どれほどそうして落ち込んでいただろうか。ふと、ロックマンは部屋の外が騒がしいことに気づいた。
慌ただしい足音と、それに混じる金属音。怒声まで聞こえてきては、ロックマンもおちおち座ってはいられない。
「やいとちゃんは確かこのゲームはRPGだって……まさか、この衣装の持ち主ってもしかして……!」
その事実にロックマンが思い至った瞬間、重そうな扉が蹴破られた。



「炎山!」
「何だ、騒がしいな」
今日は休日の筈だ。伏せていたPETを持ち上げ、炎山は呆れた吐息を漏らした。画面の向こう側で熱斗は、「それどころじゃない!」と焦った様子だ。
「ロックマンと通信ができないんだよ!」
「アイツだって休日を謳歌したいときだってあるだろ」
「炎山〜!」
「……冗談だ」
揶揄いすぎたことを詫び、改めて炎山は何があったのかと訊ねた。
「ロックマンと通信ができないんだって」
「それは聞いた。それまで何をしていたんだ」
「やいとちゃん家が新しく開発したゲームチップをインストールした」
「ゲームチップ?」
綾小路家のガブゴン社と伊集院家のIPCは所謂商売敵で、そんな相手に新開発の商品の情報を漏らすのは非常にまずいと思うのだが……そこまで思い至る思考回路が、熱斗にはないのだろう。ロックマンがいたら、諫めただろうが。
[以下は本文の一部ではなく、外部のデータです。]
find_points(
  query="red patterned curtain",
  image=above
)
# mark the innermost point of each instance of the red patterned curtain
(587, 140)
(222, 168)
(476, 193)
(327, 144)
「……そのゲームチップに原因があると考えるなら、まずはガブゴン社の方にクレームを入れろ」
「そう思って電話したんだけど、やいとちゃん出てくれなくって……三連休はバカンスに行っているみたいなんだ。それに……」
「それに?」
「何か、ただのバグじゃないような、嫌な予感がするんだ。だから、炎山とブルースの力を借りたくって」
き、と椅子の背もたれを軋ませ、炎山は深く溜息を吐いた。
「……分かった、手を貸そう」
「炎山!」
「ただし、後で綾小路のご令嬢に謝罪するのはお前だからな」
「へ?」
原因究明に手を貸せば、自然と新商品の情報は炎山にも分かってしまう。別にそれをこちらの新商品に利用する心算はないが、変に邪推されてはたまらない。
その辺りの企業関係を、ちっとも理解していなさそうな顔の熱斗。それにまたため息を一つ漏らして、炎山は立ち上がった。